Armenian Prime Minister Nikol Pashinian heard criticism at the weekend over allegedly campaigning for constitutional changes in his official capacity as he paid a visit to one of the country’s provinces where he also inspected a recently renovated road.
Pashinian traveled to the northeastern Lori province on March 7 and there in the town of Stepanavan accompanied by Minister for Local Government and Infrastructure Suren Papikian he distributed booklets for his ‘Yes’ campaign in the April 5 referendum.
The only issue put to the referendum is whether Armenians agree to the powers of Constitutional Court Chairman Hrayr Tavmasian and six other judges who were elected before the 2015 constitution was fully enforced in April 2018 to be terminated.
The amendment was initiated by Pashinian’s political team and the campaigning in the referendum officially kicked off on February 17.
A group of lawyers representing the ‘No’ camp in the referendum claimed, however, that the kind of campaign overlapping with the prime minister’s official functions was at least “controversial.”
The prime minister’s press office released a statement on Saturday, saying that during his visit to Lori Pashinian also made a stop at the 2.5-kilometer section of the Gyulagarak road that officials said was fully renovated in 2019.

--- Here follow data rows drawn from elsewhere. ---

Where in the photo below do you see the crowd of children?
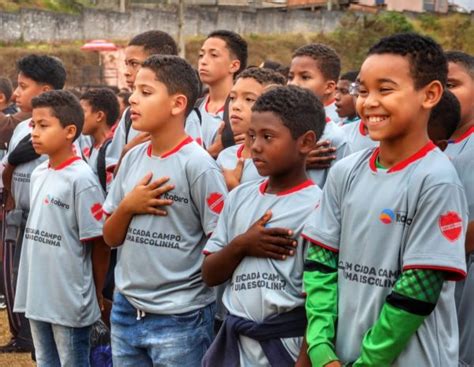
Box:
[0,30,474,367]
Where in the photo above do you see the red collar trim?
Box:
[237,144,245,159]
[204,96,225,115]
[48,155,81,171]
[449,126,474,144]
[259,179,315,196]
[146,136,193,158]
[369,140,436,173]
[324,98,336,107]
[359,120,367,136]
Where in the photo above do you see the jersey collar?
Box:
[448,126,474,144]
[259,179,314,196]
[369,140,436,173]
[48,155,81,171]
[146,136,193,159]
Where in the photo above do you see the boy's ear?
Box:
[229,59,240,74]
[171,94,188,116]
[64,124,77,141]
[422,80,444,110]
[298,130,318,155]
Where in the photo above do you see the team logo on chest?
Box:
[438,212,462,242]
[43,195,69,209]
[206,192,224,214]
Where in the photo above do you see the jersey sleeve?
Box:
[108,109,128,162]
[191,161,227,236]
[402,183,467,280]
[75,183,104,241]
[302,167,341,252]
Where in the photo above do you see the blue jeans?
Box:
[30,319,91,367]
[110,292,215,367]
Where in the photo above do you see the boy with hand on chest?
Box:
[303,33,468,366]
[104,56,226,367]
[202,86,325,367]
[14,91,110,366]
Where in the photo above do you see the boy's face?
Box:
[125,46,150,89]
[335,79,357,117]
[357,54,443,140]
[129,68,182,133]
[447,62,474,126]
[198,37,240,85]
[31,107,76,156]
[13,71,51,112]
[80,99,104,135]
[288,56,336,99]
[229,78,264,135]
[248,112,304,176]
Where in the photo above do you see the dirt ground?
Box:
[0,310,36,367]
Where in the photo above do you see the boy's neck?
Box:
[378,133,430,169]
[48,143,76,168]
[91,123,110,147]
[150,117,187,156]
[266,163,310,194]
[207,76,233,113]
[451,119,474,140]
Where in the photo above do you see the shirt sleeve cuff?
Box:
[308,344,339,367]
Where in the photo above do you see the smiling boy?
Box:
[303,33,468,367]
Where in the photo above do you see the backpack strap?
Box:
[97,138,112,192]
[125,107,132,144]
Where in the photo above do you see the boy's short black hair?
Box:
[252,85,326,139]
[428,89,461,140]
[142,55,199,116]
[445,51,474,79]
[368,33,448,90]
[207,29,248,75]
[339,70,359,82]
[81,88,120,126]
[0,77,13,102]
[128,31,178,55]
[31,90,84,140]
[291,43,341,82]
[237,67,286,86]
[16,54,66,89]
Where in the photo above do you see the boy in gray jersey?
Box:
[303,33,468,367]
[104,55,226,367]
[288,43,351,188]
[15,91,109,366]
[445,51,474,158]
[202,86,325,367]
[217,68,285,191]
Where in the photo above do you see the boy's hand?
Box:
[207,121,225,159]
[236,211,297,260]
[121,173,174,216]
[306,140,336,169]
[122,132,151,155]
[222,158,245,191]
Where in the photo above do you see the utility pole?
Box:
[178,0,186,58]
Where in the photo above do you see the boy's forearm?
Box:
[104,201,133,247]
[202,237,245,287]
[91,237,110,294]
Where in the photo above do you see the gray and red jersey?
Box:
[204,180,321,366]
[109,107,202,164]
[2,119,81,211]
[452,148,474,366]
[444,126,474,158]
[14,157,104,327]
[303,142,467,366]
[342,120,379,153]
[104,137,227,314]
[216,144,263,184]
[306,118,352,188]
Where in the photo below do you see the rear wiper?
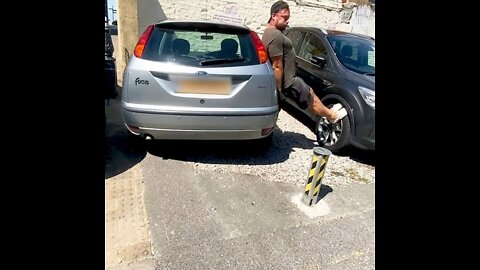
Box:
[200,58,245,66]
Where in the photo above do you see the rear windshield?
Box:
[142,26,260,67]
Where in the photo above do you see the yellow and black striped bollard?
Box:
[303,147,332,206]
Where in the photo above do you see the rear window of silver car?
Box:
[142,25,260,67]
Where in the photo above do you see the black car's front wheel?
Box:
[315,106,350,153]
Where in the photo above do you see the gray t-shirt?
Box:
[262,28,296,88]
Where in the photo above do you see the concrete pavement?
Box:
[105,92,375,270]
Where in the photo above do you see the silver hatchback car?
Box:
[122,21,279,143]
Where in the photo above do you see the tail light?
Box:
[134,25,154,58]
[250,31,268,64]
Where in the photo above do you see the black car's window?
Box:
[327,35,375,74]
[142,27,259,66]
[285,30,303,50]
[298,33,327,61]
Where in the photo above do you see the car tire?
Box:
[315,105,351,153]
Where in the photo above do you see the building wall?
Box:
[117,0,375,85]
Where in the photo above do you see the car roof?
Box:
[155,20,250,31]
[287,25,375,40]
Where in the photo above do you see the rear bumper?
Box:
[122,103,278,140]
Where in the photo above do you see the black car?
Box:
[284,27,375,153]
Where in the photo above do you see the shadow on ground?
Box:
[104,93,147,179]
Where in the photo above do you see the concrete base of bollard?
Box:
[292,193,330,218]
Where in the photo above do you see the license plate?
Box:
[177,78,232,95]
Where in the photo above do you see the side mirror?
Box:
[310,56,327,68]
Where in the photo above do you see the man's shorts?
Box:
[283,77,312,110]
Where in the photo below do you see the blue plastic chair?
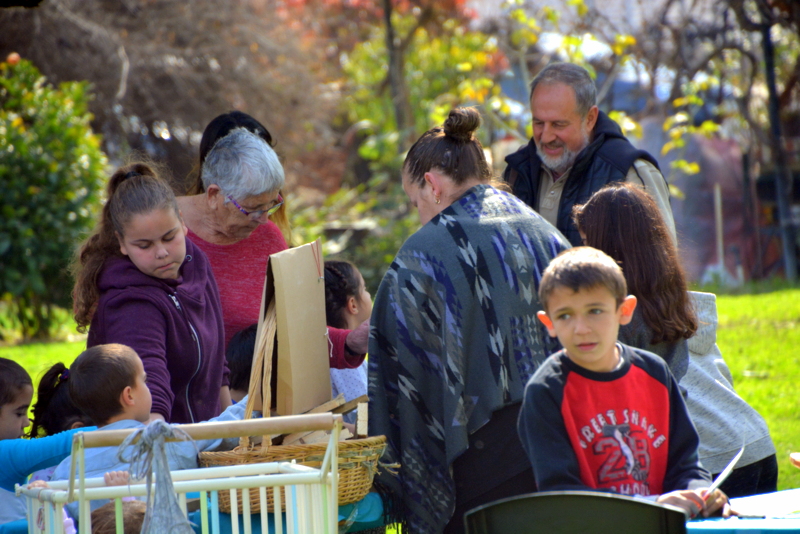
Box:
[464,491,686,534]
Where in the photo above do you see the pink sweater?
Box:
[187,221,288,347]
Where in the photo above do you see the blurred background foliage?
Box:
[0,59,106,338]
[0,0,800,340]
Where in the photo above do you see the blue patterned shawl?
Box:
[369,185,570,533]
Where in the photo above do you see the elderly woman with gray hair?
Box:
[178,128,369,368]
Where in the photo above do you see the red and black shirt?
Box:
[518,343,710,495]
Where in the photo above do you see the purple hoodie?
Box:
[87,239,229,423]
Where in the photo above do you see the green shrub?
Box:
[0,57,106,339]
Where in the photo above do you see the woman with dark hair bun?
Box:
[572,183,778,498]
[178,111,369,368]
[369,108,569,533]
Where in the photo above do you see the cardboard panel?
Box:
[251,241,331,415]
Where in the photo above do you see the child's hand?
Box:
[656,489,733,517]
[103,471,130,486]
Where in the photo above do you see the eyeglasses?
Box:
[226,193,283,220]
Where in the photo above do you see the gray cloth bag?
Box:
[118,420,194,534]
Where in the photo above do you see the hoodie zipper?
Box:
[168,293,203,423]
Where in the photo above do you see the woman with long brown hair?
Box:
[573,183,778,497]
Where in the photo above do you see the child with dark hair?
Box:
[325,260,372,412]
[0,358,95,525]
[92,500,147,534]
[518,247,730,516]
[51,344,245,518]
[573,184,778,497]
[225,260,372,412]
[28,362,94,438]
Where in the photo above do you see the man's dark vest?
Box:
[503,111,658,246]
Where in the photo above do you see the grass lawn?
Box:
[0,289,800,498]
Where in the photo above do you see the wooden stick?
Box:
[331,395,369,414]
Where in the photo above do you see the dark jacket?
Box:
[87,239,229,423]
[503,111,658,246]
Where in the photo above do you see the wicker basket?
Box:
[199,299,386,513]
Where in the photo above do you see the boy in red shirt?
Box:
[518,247,729,516]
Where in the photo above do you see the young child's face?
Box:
[117,208,186,280]
[356,271,372,324]
[539,286,636,372]
[0,385,33,439]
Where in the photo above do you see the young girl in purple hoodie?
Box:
[73,163,231,423]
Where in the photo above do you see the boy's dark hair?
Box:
[539,247,628,312]
[325,260,361,329]
[403,108,492,186]
[28,362,94,438]
[225,324,258,391]
[0,358,33,406]
[68,343,139,425]
[92,501,147,534]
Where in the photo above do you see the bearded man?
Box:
[503,63,675,245]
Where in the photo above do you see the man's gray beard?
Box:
[534,137,589,174]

Ruben Melikian, a ‘No’ campaign representative, said it was not clear to him whether Pashinian inspected the road in his capacity as prime minister or as a politician engaged in a referendum campaign.
“If Pashinian travels to some place for the purpose of campaigning there, then he should fulfill only the campaigning part and not combine it with his official duties as prime minister,” Melikian complained. “I think all this is very important for developing a rule-of-law culture in our country.”
While meeting with people on his current campaign trail Pashinian has markedly avoided answering questions from citizens relating to his duties as prime minister, repeatedly telling them that his outing is focused only on the upcoming constitutional referendum.
Before traveling to Stepanavan Pashinian and two of his daughters took a ride in Yerevan’s metro and went around the city’s streets distributing booklets designed in the form of an Armenian passport.
During nearly a two-hour tour that was steamed live on Facebook on Friday evening Pashinian met with a large number of citizens, a vast majority of whom were sympathetic of his campaign and took selfies with him. Still, the prime minister was confronted by one citizen apparently critical of his administration. A young woman in a metro carriage ripped up the booklet that Pashinian had handed her and threw the pieces at him.
Pashinian took the woman’s reaction in its stride. “This is what democracy is for,” he told her in an undaunted manner.
Later, the prime minister reflected on the incident in a Facebook post. “I think this is the best way of campaigning in favor of the ‘Yes’ message [in the referendum], because the safety of this young woman is not threatened, she will not be ‘accidentally’ beaten up in the nearest restroom, she will continue to live her usual life, freely express her views and she won’t be fired from her job because she lives and will live in a free and happy Armenia.”
Pashinian’s words about “being ‘accidentally’ beaten up in the nearest restroom” are an apparent reference to the 2001 killing of a man in a café restroom by then President Robert Kocharian’s bodyguard. Poghos Poghosian, 43, was then beaten to death for allegedly greeting Kocharian in a familiar manner. The court later found Kocharian’s bodyguard guilty of only manslaughter and gave him a suspended prison sentence. An appeals court in Armenia is reviewing the case at present after fresh evidence has emerged to suggest a possible murder.